My actual desk is used to keep my laptop, take attendance, mark papers, before and after school work, attend online meetings, and store my own teacher resources. I prefer to have this more “formal” area for myself when my students aren’t in the classroom.
- Decor and Other Considerations
Lighting is a very important piece to setting up your first classroom. Do you have fluorescent or LED lighting? You can buy covers for your fluorescent lighting on Amazon to soften them a bit. They even have prints and multi-colors to bring a little more fun to your room. Along with lighting, you can table lamps for specific areas of your room, or fairy lights are a nice touch, too!
Curtains are another item to consider for your room. What direction does your room face? If the sun will be streaming in all day, you may want to consider full-length curtains for your windows. There are tons of fun prints out there to choose from!

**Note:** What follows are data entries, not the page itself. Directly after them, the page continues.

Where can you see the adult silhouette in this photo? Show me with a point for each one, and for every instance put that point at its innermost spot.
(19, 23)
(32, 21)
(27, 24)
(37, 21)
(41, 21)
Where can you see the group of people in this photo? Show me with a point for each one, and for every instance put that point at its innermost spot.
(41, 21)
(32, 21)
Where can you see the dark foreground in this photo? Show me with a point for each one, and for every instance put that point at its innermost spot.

Some other considerations to think about are traffic flow and line-ups. Can the kids access the doors easily, or are they having to weave in and out of furniture to get there? Are rugs taped down so nobody trips? Are all electrical cords out of the way? It’s also imperative that you as the teacher are able to see all of your students at all times, including from your own desk or workstation.
Setting up your first classroom is so exciting! You’re the boss and get to set up your things as you please. 🙂 Finding what works best for your classroom can be a trial and error process. Don’t be afraid to move things around if you’re not happy with your first decision! Nothing has to be permanent.